Die Kläger vertreten die Auffassung, dass die Versagung des vollen Werbungskostenabzuges auf einer unzutreffenden Anwendung des § 3 c EStG beruhe. Aus dieser Norm könne nicht abgeleitet werden, dass alle Werbungskosten, die zweifelsfrei der Tätigkeit in den neuen Bundesländern zuzuordnen sind, anzurechnen seien.
Der Begriff des „unmittelbaren wirtschaftlichen Zusammenhanges” verlange eine enge Verbindung zwischen der Entstehung und Zweckbestimmung der Einnahmen einerseits und den beruflichen Ausgaben andererseits. Dies bedeute, dass die Ausgaben ursächlich und unmittelbar auf Vorgänge zurückzuführen seien, die die steuerfreien Einnahmen betreffen.

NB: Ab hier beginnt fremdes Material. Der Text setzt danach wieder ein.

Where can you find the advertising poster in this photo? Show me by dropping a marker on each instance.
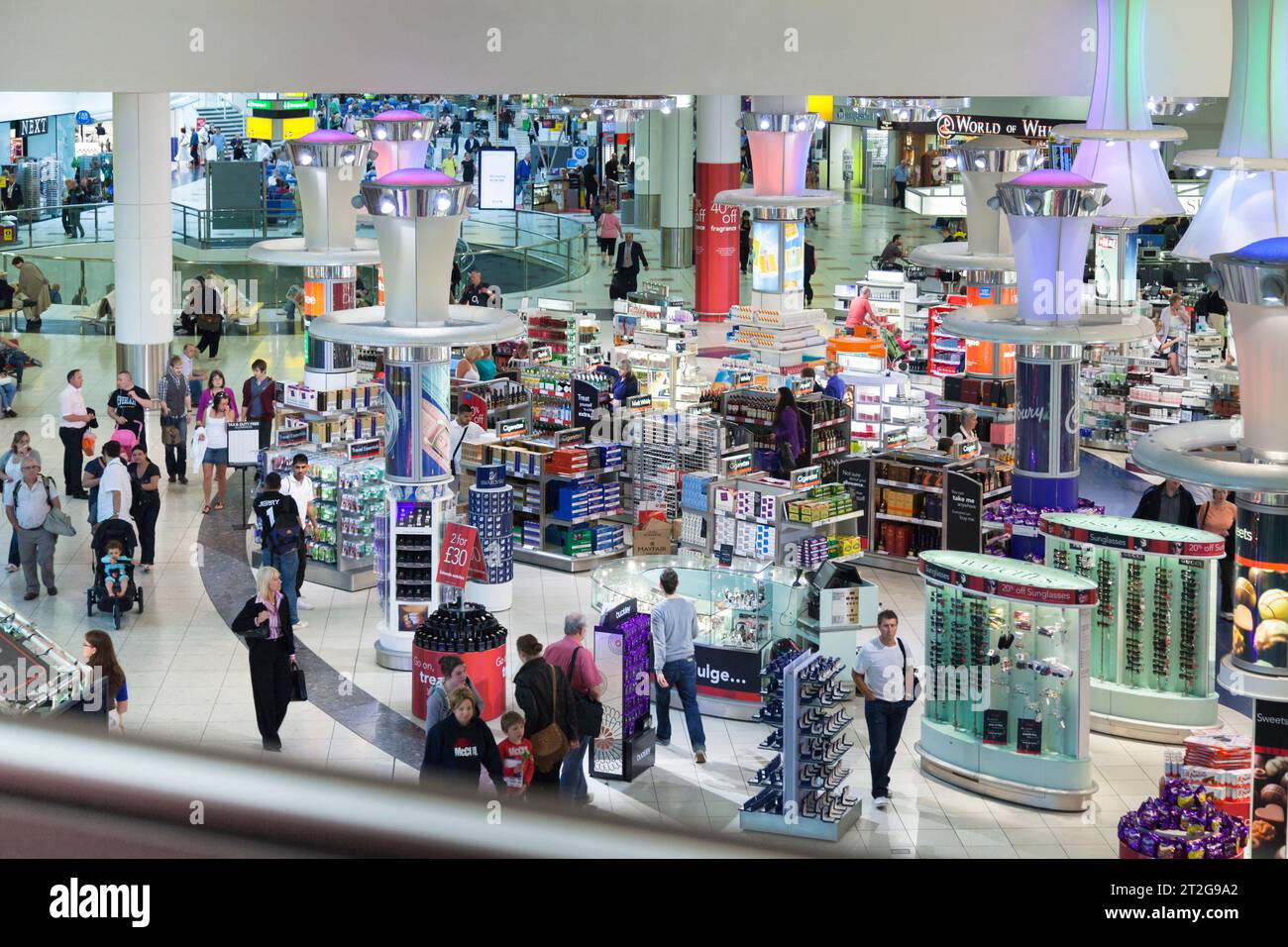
(496, 178)
(715, 241)
(765, 268)
(416, 437)
(1261, 590)
(794, 257)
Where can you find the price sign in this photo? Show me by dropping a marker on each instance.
(462, 557)
(806, 476)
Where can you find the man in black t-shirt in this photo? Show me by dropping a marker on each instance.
(273, 506)
(127, 405)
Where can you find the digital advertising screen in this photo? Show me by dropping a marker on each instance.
(496, 178)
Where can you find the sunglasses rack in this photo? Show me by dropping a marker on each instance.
(1154, 624)
(802, 791)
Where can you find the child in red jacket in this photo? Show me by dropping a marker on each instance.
(516, 762)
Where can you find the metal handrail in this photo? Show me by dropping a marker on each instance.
(55, 774)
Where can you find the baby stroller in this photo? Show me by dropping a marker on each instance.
(98, 595)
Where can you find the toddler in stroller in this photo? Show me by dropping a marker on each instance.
(115, 590)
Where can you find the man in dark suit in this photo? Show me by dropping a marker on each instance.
(630, 258)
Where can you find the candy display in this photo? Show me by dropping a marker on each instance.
(1181, 822)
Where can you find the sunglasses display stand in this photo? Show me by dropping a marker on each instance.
(1008, 680)
(802, 791)
(1153, 630)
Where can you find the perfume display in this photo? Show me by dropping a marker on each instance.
(1153, 631)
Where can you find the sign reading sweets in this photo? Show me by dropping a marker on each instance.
(462, 557)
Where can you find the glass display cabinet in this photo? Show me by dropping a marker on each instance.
(1008, 680)
(1153, 630)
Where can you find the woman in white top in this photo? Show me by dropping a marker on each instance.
(214, 432)
(465, 368)
(11, 472)
(966, 441)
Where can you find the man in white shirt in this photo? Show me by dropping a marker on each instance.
(30, 502)
(884, 674)
(462, 429)
(72, 418)
(114, 487)
(299, 487)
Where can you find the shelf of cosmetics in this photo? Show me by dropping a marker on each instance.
(1125, 395)
(46, 678)
(347, 496)
(802, 789)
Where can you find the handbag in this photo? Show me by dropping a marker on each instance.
(590, 712)
(299, 686)
(55, 521)
(550, 744)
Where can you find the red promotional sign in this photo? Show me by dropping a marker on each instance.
(462, 557)
(715, 243)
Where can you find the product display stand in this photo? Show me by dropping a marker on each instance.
(1153, 631)
(1008, 677)
(802, 789)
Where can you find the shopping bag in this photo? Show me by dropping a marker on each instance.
(197, 449)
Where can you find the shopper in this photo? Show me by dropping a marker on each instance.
(462, 746)
(268, 630)
(146, 486)
(258, 401)
(789, 433)
(887, 680)
(465, 368)
(965, 440)
(546, 701)
(127, 405)
(630, 258)
(1167, 502)
(213, 429)
(99, 652)
(175, 401)
(609, 230)
(588, 685)
(835, 386)
(1218, 515)
(11, 470)
(438, 705)
(31, 500)
(72, 420)
(215, 384)
(743, 241)
(115, 491)
(674, 626)
(459, 431)
(299, 487)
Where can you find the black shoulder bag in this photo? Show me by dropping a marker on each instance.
(590, 712)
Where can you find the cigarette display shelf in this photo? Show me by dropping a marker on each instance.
(802, 791)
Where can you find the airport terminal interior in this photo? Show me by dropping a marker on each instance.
(800, 459)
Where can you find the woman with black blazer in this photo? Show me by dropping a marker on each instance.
(544, 698)
(266, 621)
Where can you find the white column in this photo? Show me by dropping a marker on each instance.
(678, 188)
(141, 157)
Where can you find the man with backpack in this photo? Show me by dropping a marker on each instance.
(281, 531)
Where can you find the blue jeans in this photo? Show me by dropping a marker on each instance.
(683, 680)
(286, 564)
(572, 775)
(885, 725)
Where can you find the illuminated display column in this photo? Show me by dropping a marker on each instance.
(1247, 198)
(715, 228)
(417, 215)
(778, 200)
(1120, 146)
(142, 250)
(329, 165)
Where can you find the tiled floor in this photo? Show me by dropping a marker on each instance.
(188, 678)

Außerdem sei eine klar abgrenzbare Beziehung zwischen Ausgaben und steuerfreien Einnahmen erforderlich. Demgemäß sei der Begriff des wirtschaftlichen Zusammenhangs sowohl von einem unmittelbaren Ursachenzusammenhang zwischen der Zahlung von Aufwandsentschädigung und den Werbungskosten geprägt als auch von dem finalen Element, dass die Aufwandsentschädigung gerade zu dem Zweck gewährt werde, die speziellen Kosten der Berufsausübung zu bestreiten. Die für das Streitjahr geltend gemachten Werbungskosten erfüllten jedoch diese Voraussetzungen nicht.

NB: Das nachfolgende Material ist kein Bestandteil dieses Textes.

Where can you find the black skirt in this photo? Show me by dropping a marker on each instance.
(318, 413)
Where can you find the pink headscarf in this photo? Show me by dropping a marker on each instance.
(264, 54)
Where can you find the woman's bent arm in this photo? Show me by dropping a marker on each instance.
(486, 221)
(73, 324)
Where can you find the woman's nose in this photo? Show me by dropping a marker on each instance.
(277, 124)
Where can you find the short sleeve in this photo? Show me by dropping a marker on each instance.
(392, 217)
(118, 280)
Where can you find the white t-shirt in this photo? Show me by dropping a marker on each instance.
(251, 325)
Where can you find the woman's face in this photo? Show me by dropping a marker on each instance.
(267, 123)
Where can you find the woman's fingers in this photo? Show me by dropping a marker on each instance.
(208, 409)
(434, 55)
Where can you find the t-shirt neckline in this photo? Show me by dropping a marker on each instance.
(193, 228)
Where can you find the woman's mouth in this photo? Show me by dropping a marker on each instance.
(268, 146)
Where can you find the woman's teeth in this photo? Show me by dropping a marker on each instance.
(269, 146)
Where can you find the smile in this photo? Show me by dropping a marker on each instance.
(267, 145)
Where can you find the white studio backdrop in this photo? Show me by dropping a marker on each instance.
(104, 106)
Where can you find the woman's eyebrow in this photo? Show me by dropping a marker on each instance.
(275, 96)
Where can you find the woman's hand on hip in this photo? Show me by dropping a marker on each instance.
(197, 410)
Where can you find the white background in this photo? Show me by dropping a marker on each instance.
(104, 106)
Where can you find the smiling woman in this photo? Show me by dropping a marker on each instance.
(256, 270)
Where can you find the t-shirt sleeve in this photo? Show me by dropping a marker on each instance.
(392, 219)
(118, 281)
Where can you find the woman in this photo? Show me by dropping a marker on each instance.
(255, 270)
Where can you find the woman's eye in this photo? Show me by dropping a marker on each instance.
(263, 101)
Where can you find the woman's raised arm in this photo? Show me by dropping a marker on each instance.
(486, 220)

Die gewährte Aufwandsentschädigung solle gerade nicht die dem Betreffenden entstehenden berufsbedingten Kosten ausgleichen. Vielmehr diene sie allein dazu, die ihm durch seine Tätigkeit in seiner allgemeinen Lebensführung entstehenden Mehraufwendungen wie z. B. erhöhte Mietkosten abzudecken. Desweiteren sei es auch keineswegs so, dass die geltend gemachten Werbungskosten in unmittelbarem Zusammenhang mit der Berufsausübung in den neuen Bundesländern stünden. Es handele sich vielmehr um Kosten, die in gleicher Weise entstanden wären, hätte der Kläger seine Tätigkeit in den alten Bundesländern fortgesetzt. Dies zeige sich besonders deutlich im Bereich der Kosten für Bewerbungsreisen. Es sei offensichtlich, dass ihm die Aufwandsentschädigung nicht dafür gezahlt worden sei, damit er sich andernorts bewerbe.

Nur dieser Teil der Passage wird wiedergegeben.